Purpose: Despite meticulous techniques, surgical complications continue to be problematic in kidney transplant recipients. Role of routine stenting to reduce complications is controversial. In this study, we compare incidence of early urological complications, lymphoceles, urinary tract infections (UTI) and graft function; with or without double-J stenting. Materials and Methods: All patients who underwent live related donor renal transplantation from February 2014 to February 2016 were included.
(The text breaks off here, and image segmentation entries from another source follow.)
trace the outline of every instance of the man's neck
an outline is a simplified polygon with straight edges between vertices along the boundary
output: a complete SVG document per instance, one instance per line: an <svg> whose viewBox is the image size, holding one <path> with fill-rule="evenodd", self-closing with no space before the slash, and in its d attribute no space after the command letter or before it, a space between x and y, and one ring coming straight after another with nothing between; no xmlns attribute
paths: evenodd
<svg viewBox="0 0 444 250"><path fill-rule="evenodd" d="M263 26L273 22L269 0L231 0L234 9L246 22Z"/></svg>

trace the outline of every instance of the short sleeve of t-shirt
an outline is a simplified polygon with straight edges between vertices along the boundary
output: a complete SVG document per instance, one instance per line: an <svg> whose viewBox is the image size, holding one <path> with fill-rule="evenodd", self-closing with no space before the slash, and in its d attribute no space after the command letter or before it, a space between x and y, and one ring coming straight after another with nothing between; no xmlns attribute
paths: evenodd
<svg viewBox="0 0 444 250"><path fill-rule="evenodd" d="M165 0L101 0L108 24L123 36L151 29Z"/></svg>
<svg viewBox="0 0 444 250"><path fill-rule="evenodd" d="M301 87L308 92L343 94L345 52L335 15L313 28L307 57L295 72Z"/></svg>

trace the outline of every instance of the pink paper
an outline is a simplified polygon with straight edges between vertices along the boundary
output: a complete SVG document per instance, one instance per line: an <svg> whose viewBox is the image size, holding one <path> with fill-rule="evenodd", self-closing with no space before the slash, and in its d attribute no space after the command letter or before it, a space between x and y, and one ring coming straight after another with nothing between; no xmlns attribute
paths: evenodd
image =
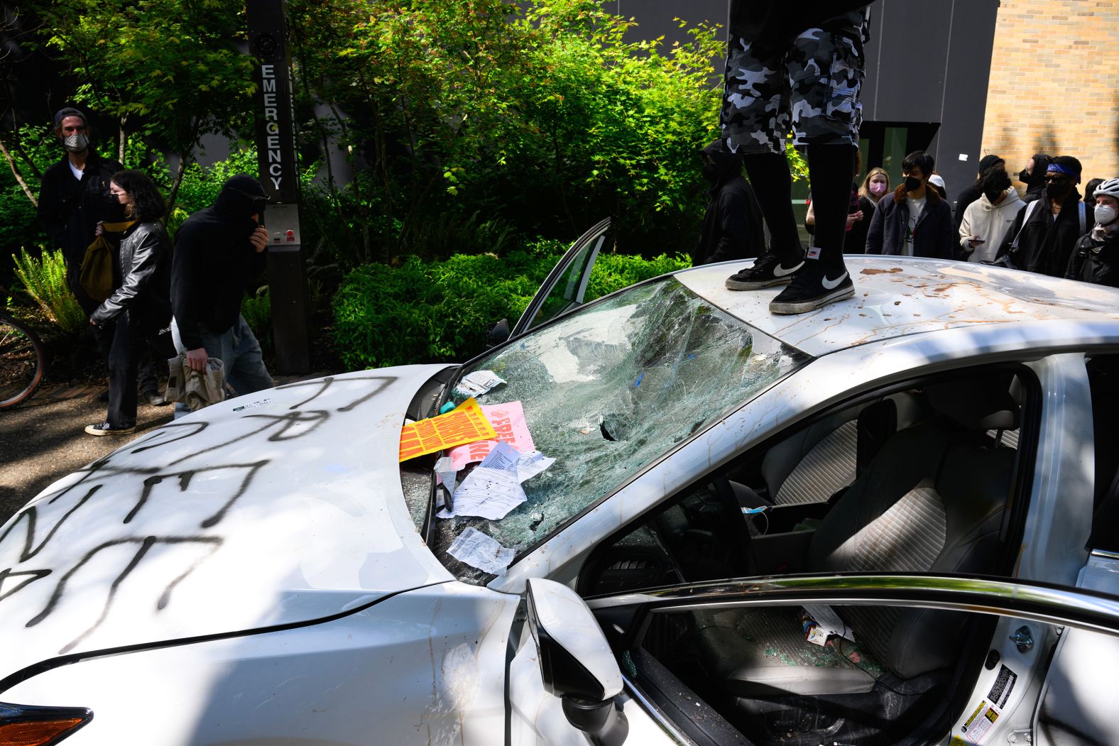
<svg viewBox="0 0 1119 746"><path fill-rule="evenodd" d="M509 402L507 404L482 405L482 414L493 431L497 433L496 441L478 441L451 448L451 465L455 471L461 471L467 464L481 461L498 443L505 442L517 448L521 453L532 453L536 450L533 444L533 436L528 432L525 423L525 409L520 402Z"/></svg>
Transplants prior to February 2015 were without routine stenting; subsequent transplants were with routine stenting. Patients with neurogenic bladder, previously operated bladder and delayed or low urinary output were excluded. Followup was for at least three months. Descriptive statistics was performed for all parameters. Chi square test and Fisher's Exact test were used for qualitative variables. For quantitative variables, Mann-Whitney test was used to test median difference and independent samples t-test for mean difference. The p-value ${\leq}0.05$ was considered significant. Results: We analysed 74 patients (34 stented and 40 non-stented). There was no difference in the incidence of urinary leak, anastomotic obstruction, lymphoceles or UTI (p>0.4 for all comparisons). However, mean estimated glomerular filtration rate at sixth day, 14th day, one month and two months were 76.1 vs. 61.5 (p=0.025), 72.1 vs. 56.6 (p=0.005), 79.4 vs. 63.1 (p=0.002) and 82.0 vs. 63.3 (p=0.001) in the stented versus non-stented groups. Conclusions: Placement of ureteral stent in renal transplant does not significantly affect the incidence of early urinary complications or UTI. However, graft function is significantly better in stented recipients, at least in the short term.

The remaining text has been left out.